New rules, released Aug. 1, roll back federal limits on short-term health plans. The stated intention behind the rule is to give people additional, affordable insurance options. But short-term plans are no substitute for comprehensive insurance. Short-term plans don’t have to meet Affordable Care Act standards: they can deny coverage and/or can charge higher premiums based on health status; don’t have to cover essential health benefits such as prescription drugs; can put dollar limits on covered benefits; and don’t have to cap patient out-of-pocket spending. Short-term plans aren’t a viable option for people with bleeding disorders or other serious health conditions. Even worse, expanding access to short-term plans will draw healthy people from the risk pool, driving up premiums for everyone who still needs comprehensive insurance. You can read about HFA’s position on the final rule here, and learn about possible next steps for patient advocates. Take a look, too, at our infographic on “Short-Term Health Plans: What You Need to Know.” (While you’re at it, also check out our infographic on association health plans, the subject of an earlier federal rulemaking.)

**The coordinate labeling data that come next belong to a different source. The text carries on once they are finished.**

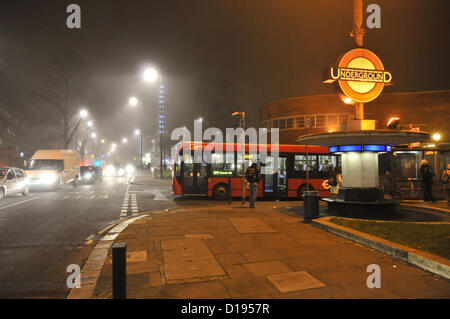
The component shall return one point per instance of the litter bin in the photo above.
(310, 205)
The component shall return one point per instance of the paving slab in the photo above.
(294, 281)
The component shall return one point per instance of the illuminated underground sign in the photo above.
(360, 75)
(360, 148)
(348, 74)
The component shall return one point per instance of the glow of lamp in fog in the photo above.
(133, 101)
(149, 75)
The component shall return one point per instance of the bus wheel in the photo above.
(301, 190)
(220, 192)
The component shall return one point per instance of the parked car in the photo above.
(53, 168)
(13, 181)
(91, 174)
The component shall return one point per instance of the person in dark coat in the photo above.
(426, 176)
(253, 175)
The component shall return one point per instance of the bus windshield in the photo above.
(43, 164)
(3, 172)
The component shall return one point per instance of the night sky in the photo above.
(264, 49)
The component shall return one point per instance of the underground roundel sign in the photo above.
(360, 75)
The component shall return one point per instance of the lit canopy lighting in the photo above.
(393, 122)
(436, 136)
(150, 75)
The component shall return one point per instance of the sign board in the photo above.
(325, 184)
(360, 75)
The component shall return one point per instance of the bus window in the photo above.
(222, 164)
(300, 163)
(188, 169)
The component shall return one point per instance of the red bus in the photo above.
(283, 178)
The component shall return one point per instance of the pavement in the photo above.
(209, 249)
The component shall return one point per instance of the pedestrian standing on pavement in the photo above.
(253, 175)
(335, 181)
(426, 175)
(446, 182)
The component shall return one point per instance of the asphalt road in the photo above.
(44, 232)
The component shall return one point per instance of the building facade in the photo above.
(12, 132)
(429, 110)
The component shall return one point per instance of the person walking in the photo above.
(335, 181)
(253, 175)
(446, 182)
(426, 175)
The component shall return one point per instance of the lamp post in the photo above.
(242, 124)
(134, 102)
(151, 75)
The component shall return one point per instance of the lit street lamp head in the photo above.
(133, 101)
(150, 75)
(436, 136)
(83, 113)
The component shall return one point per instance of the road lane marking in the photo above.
(18, 203)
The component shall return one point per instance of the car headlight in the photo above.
(48, 178)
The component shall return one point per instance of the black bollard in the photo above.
(120, 271)
(229, 190)
(310, 206)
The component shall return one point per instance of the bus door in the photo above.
(274, 177)
(195, 178)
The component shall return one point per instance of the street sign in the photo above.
(325, 184)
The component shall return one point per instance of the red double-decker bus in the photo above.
(284, 177)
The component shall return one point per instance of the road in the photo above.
(44, 232)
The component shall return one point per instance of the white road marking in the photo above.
(159, 196)
(15, 204)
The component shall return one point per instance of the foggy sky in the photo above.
(268, 49)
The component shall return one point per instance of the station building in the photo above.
(428, 110)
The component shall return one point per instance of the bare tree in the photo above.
(215, 100)
(60, 95)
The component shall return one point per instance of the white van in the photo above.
(52, 168)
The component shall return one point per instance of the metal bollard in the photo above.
(120, 271)
(229, 190)
(310, 206)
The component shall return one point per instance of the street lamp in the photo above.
(133, 101)
(242, 123)
(151, 75)
(436, 136)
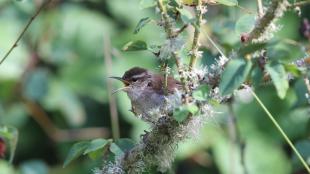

- A federal court on Aug. 7 denied Shire’s request for a preliminary injunction against the manufacture and sale of Roche’s Hemlibra product, currently approved to treat people who have hemophilia A with inhibitors. The court’s ruling means there are no legal limitations on the ability of physicians to prescribe Hemlibra at this time.
- More states are moving to stabilize their insurance markets via approved “reinsurance” programs. These states use federal and/or state funding to help pay some of the costs that insurers incur for covering people with expensive health needs. In recent weeks, Maine, Wisconsin, New Jersey, and Maryland obtained federal approval to implement reinsurance programs, joining Alaska, Minnesota, and Oregon. Health policy experts say that reinsurance is an effective tool to help contain premium costs for all enrollees in a state’s exchange plans.
- CMS announced that effective January 2019, Medicare Advantage plans will be able to implement step therapy restrictions for Part B drugs (a category that includes clotting factor and other hemophilia treatments). Important details of the new policy remain unclear: for instance, the scope of the exemption from step therapy that CMS says will be available to patients who are already using a particular Part B drug. HFA is joining with other patient groups to oppose the new policy.
- Pharmacy benefits managers (PBMs) made news in August. Express Scripts released a preliminary formulary that excludes some clotting factor products; the PBM will finalize its formulary next month. CVS Caremark announced that it would allow plan sponsors to exclude some less effective, high-cost drugs from their formularies for 2019 – but CVS Caremark stated it would keep coverage for FDA-designated breakthrough drugs.
- The New York Times published an in-depth article on current prospects for gene therapy in hemophilia. (Have you taken HFA’s gene therapy survey?) Meanwhile, Express Scripts is reportedly in talks with manufacturers to have exclusive distribution rights for hemophilia gene therapies when they become available, perhaps as early as next year.